Google Australia on Monday rejected Canberra’s demand that it — and other tech giants like Facebook — share earnings from news-linked online advertising with Australia’s depleted media outlets.
By late July the Australian Competition and Consumer Commission (ACCC), on instructions from federal treasurer Josh Frydenberg, is due to publish a mandatory code to force revenue sharing.
Australian media outlets, with newsroom jobs and ads dwindling in the corona crisis, should get 10% of revenue, or AU$600 million (US$400 million) annually, calculated Peter Costello, chairman of Australia’s Nine network last month.
The figure was put higher at AU$1 billion by Michael Miller, executive chair of News Corp Australia, another major media operator.
Google Australia’s managing director, Mel Silva, appointed Google’s chief for Australia and New Zealand last year after a two-year stint in Singapore, hit back Monday, dismissing “inaccurate numbers” based on “unfounded assertions.
Google, she claimed, made barely AU$10 million (US$6.7 million) and that was revenue, not profit, adding that the “bulk” came from consumers’ searches while shopping online, not from news queries.
“Google last year generated approximately AU$10 million in revenue — not profit — from clicks on ads against possible news-related queries in Australia,” said Silva, describing “direct economic value” from news content as “very small.”
Most of this revenue came “not from news queries, but from queries with commercial intent, as when someone searches for “running shoes,” she said.
“Indirect” value Google Search in Australia got in terms of news gleaned when users scanned “videos, recipes, sport, weather…” was “just over 1% of total queries, she added.
Publishers were already benefiting, Silva claimed, as users clicked through to Australian news websites, giving them chances to “make money” from ads and encouraging them to become subscribers.
In a veiled warning, Silva said: “The mandatory code will have important consequences for Australians, including how and which types of news they can search and discover through Google.”
Mandatory or voluntary?
Frydenberg switched tack last April in his long campaign as Australia’s budgetary overseer to force digital giants to pay: He declared there had been ”no meaningful progress” at voluntary talks and draft rules would be worked out by late July.
“These are big companies that we are dealing with, but there is so much at stake, so we’re prepared for this fight,” he said at the time.
Australia’s Communications Minister Paul Fletcher said Canberra was taking a different approach compared to Europe, by requiring shared earnings via a mandatory competition law rather than chasing copyright fees for items reused online.
Facebook and Google’s parent Alphabet said they had been working “hard” and “constructively” to negotiate voluntary shares of content earnings since last year.
Online giants facing pressures
Google’s reply Monday coincided with mounting pressures worldwide on online giants.
Last Thursday, US President Donald Trump, previously an avid user of Twitter, signed an executive order seeking to strip social media outlets of legal immunity by redefining them as publishers liable for content posted by users.

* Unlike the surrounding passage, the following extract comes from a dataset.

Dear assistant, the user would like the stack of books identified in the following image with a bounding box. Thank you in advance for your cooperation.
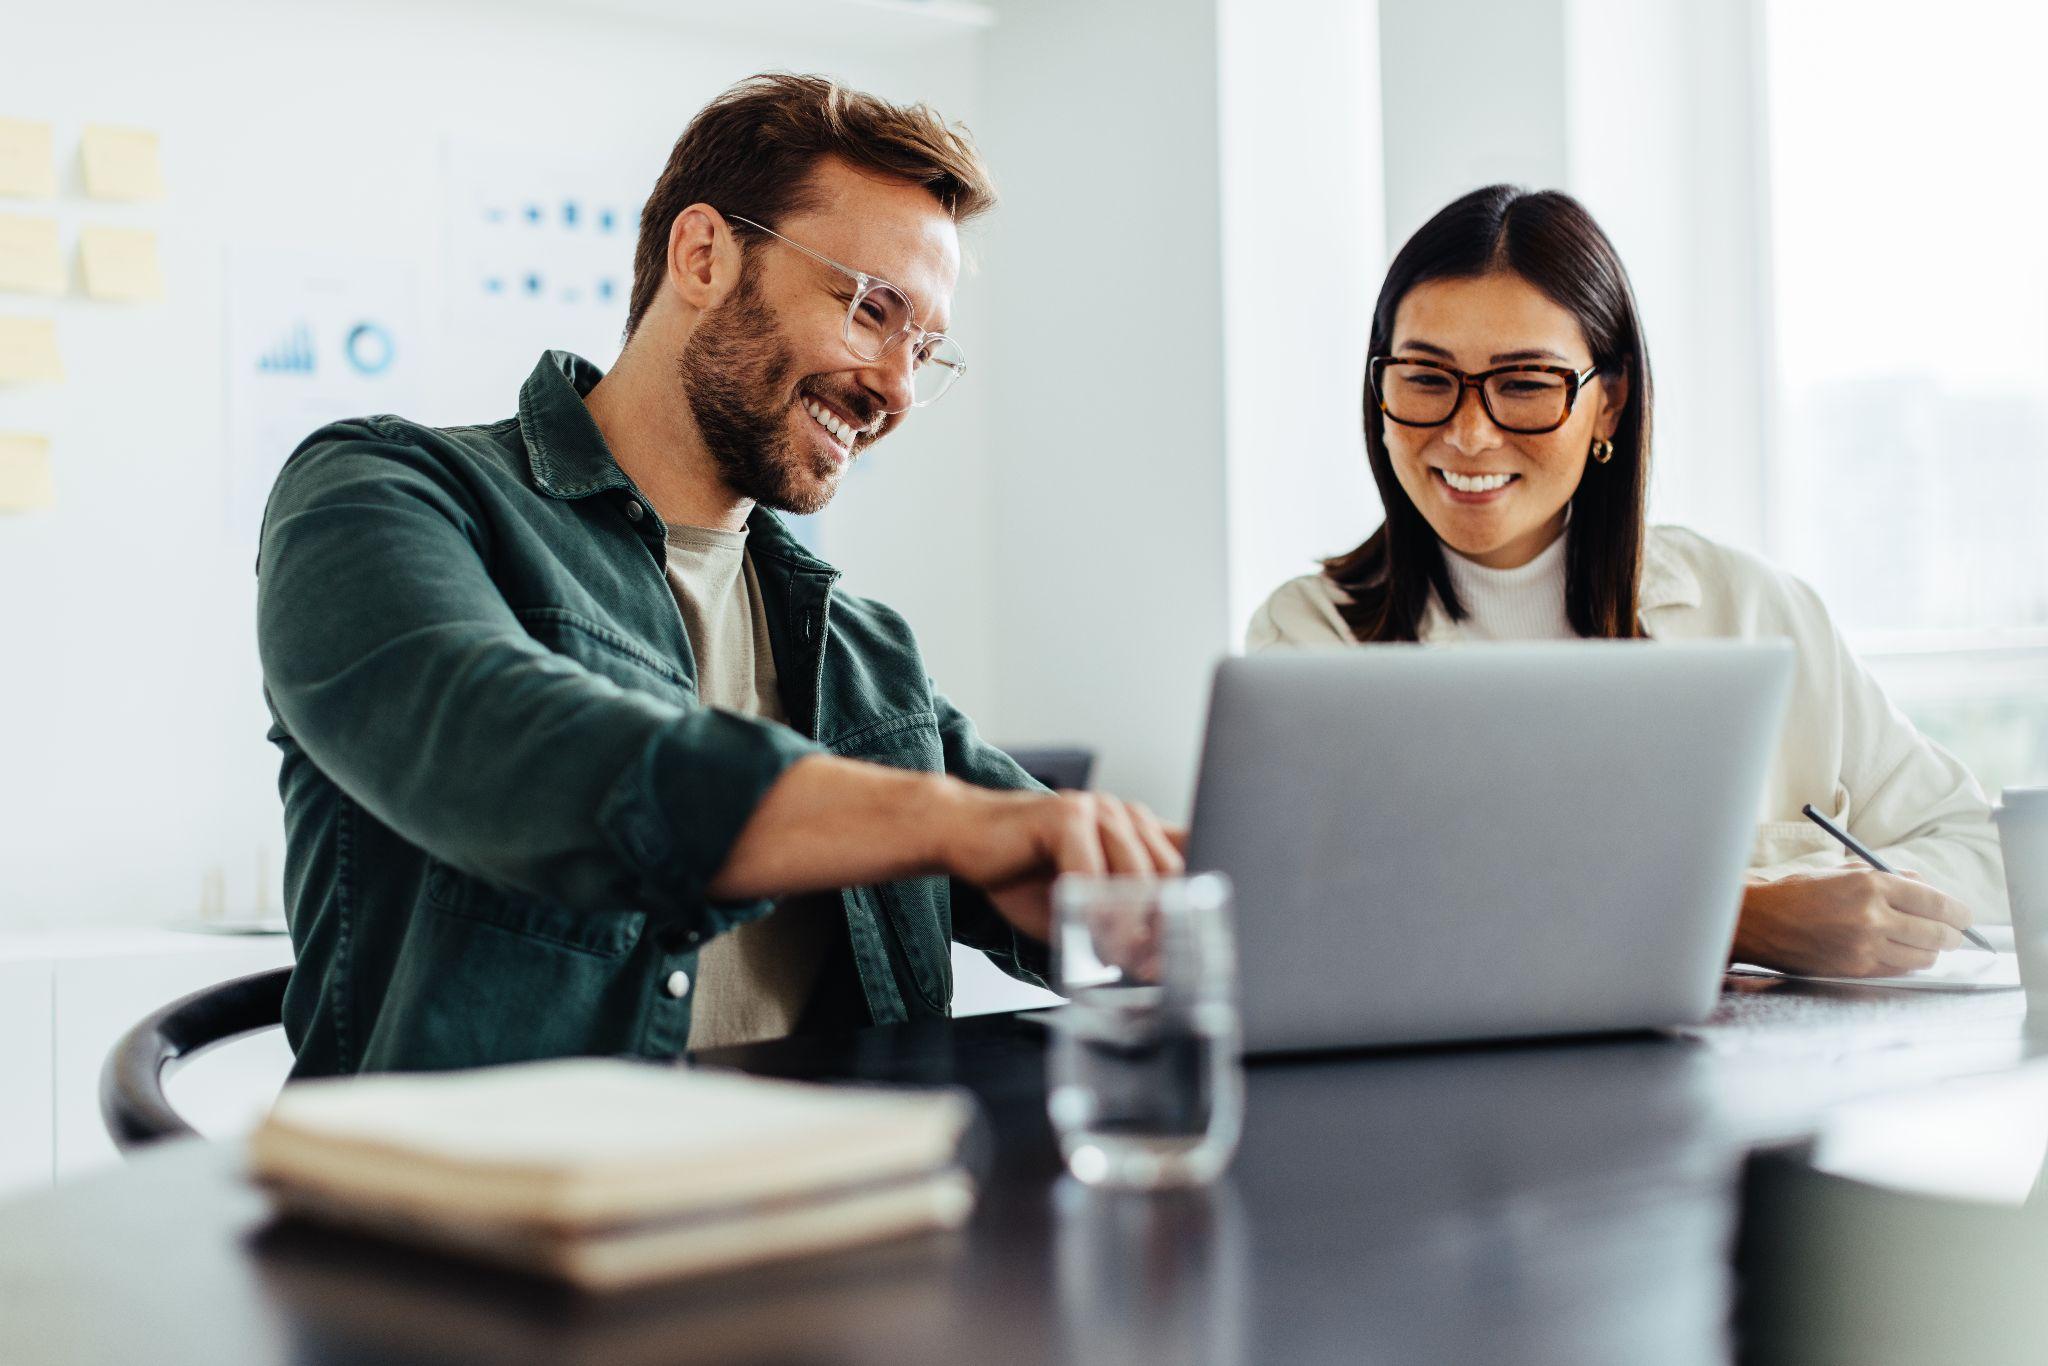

The American Civil Liberties Union called Trump’s order a “blatant and unconstitutional threat to punish social media companies that displease the president.”
Last Tuesday, Twitter labeled two of his tweets as misleading.
Scrutinizing visa applicants?
On Thursday, the Internet Association — including Facebook, Amazon.com, Alphabet as members — filed a lawsuit in Washington challenging Trump’s 2019 bid to force foreign visitors to disclose social media user data of the past five years.
The Justice Department argues that social media profiles “can be used to determine activity, ties, or intent that would be grounds for visa denial, including criminal acts.”
Facebook on Monday said it had been “legally compelled” by Singapore to block several of its pages run by anti-government activist, Alex Tan, reportedly based in Australia.
The social media giant said blocking orders such as Singapore’s under its 2019 “Protection from Online Falsehoods and Manipulation Act” (POFMA), were “severe and risk being misused to stifle voices and perspectives on the internet.”
Singapore has insisted the law safeguards its multiethnic society.